ニプロと京都大学(京大)物質-細胞統合システム拠点(iCeMS)は11月22日、胚性幹(ES)細胞や人工多能性幹(iPS)細胞などを安全かつ効率的に生産できる自動培養装置のプロトタイプを開発したと発表した。
同成果は、独立行政法人新エネルギー・産業技術総合開発機構(NEDO)の研究プロジェクト「ヒト幹細胞実用化に向けた評価基盤技術開発」のうちiCeMSの中辻憲夫教授が率いるチームによる研究成果を活用したもので、中辻教授は同プロジェクトにおけるサブプロジェクトリーダー(ES細胞領域)として開発を推進してきた。
多能性を有する幹細胞(ES/iPS細胞)は様々な細胞に分化する能力を有しており、適切に誘導を行うことで神経、心筋、膵臓β細胞など様々な細胞を得る事ができるとされており、創薬における薬効評価や安全性薬理試験などの創薬スクリーニング、発生・分化や疾患メカニズムの解明、再生医療への応用などへの活用が期待されているが、こうしたヒト幹細胞を産業利用につなげるためには、品質の確保されたヒト幹細胞の安定的な大量供給を可能とすることが求められている。
今回のプロジェクトでは、様々な細胞に分化する能力を有するヒト幹細胞の産業利用促進の重要な基盤となる、品質の管理されたヒト幹細胞の安定的な大量供給を可能とする基盤技術の開発が行われてきている。

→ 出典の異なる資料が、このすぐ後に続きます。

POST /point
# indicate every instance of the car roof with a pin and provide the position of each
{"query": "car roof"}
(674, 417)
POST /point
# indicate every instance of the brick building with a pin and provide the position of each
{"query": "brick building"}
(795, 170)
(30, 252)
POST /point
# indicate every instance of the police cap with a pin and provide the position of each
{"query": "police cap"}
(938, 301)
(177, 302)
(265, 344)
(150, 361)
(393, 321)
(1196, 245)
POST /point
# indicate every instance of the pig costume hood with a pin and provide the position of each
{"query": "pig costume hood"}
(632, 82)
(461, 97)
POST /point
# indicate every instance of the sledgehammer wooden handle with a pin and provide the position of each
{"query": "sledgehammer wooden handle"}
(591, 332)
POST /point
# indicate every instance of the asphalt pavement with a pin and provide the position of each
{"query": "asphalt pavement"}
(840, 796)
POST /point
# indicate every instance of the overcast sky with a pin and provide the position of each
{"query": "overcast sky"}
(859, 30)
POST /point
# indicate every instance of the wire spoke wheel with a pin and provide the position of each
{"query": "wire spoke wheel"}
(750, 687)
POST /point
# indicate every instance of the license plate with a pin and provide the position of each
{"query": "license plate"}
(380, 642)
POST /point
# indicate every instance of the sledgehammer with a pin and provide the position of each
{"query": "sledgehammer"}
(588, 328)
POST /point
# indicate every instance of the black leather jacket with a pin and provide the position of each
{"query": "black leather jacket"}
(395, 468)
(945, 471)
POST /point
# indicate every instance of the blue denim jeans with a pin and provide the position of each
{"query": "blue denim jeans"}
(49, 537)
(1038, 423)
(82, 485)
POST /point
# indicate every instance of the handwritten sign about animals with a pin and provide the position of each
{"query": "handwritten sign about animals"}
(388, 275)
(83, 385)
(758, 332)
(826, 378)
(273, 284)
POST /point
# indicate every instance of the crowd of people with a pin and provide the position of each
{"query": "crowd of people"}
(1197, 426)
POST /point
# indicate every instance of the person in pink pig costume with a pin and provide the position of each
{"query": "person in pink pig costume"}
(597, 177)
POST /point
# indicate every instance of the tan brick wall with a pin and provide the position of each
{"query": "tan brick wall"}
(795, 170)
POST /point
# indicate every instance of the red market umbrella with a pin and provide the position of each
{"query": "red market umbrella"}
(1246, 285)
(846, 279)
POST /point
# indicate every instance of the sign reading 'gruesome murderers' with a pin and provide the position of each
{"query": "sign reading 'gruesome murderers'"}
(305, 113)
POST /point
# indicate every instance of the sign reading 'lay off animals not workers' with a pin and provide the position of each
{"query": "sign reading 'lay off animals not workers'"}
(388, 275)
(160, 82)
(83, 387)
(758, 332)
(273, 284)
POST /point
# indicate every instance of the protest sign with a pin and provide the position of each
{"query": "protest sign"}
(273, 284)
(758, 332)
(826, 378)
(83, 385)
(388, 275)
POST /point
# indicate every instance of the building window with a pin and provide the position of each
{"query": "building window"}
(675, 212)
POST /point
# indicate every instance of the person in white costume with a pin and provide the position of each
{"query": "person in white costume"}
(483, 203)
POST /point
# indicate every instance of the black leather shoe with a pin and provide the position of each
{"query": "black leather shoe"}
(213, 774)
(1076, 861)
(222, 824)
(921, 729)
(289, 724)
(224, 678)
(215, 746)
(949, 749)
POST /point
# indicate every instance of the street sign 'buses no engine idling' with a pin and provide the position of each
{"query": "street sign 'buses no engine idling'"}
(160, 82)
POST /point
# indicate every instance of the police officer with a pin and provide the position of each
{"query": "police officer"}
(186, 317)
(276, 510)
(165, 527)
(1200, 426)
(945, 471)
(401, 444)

開発されたプロトタイプは、一般的なシャーレではなく、接着細胞を培養できるよう表面処理を施した培養バッグを使用することで閉鎖系での培養・送液が可能となるため、培養操作中の汚染のリスクを軽減することが可能となった。
また培養バッグでは一度に大量の細胞を効率的に調製できるため、自動培養装置を小型化・軽量化することにも成功しており、これにより一度に10cmシャーレ75枚分までの幹細胞培養が可能となるほか、再生医療・細胞治療を行うような細胞調製室へも設置できるようになったという。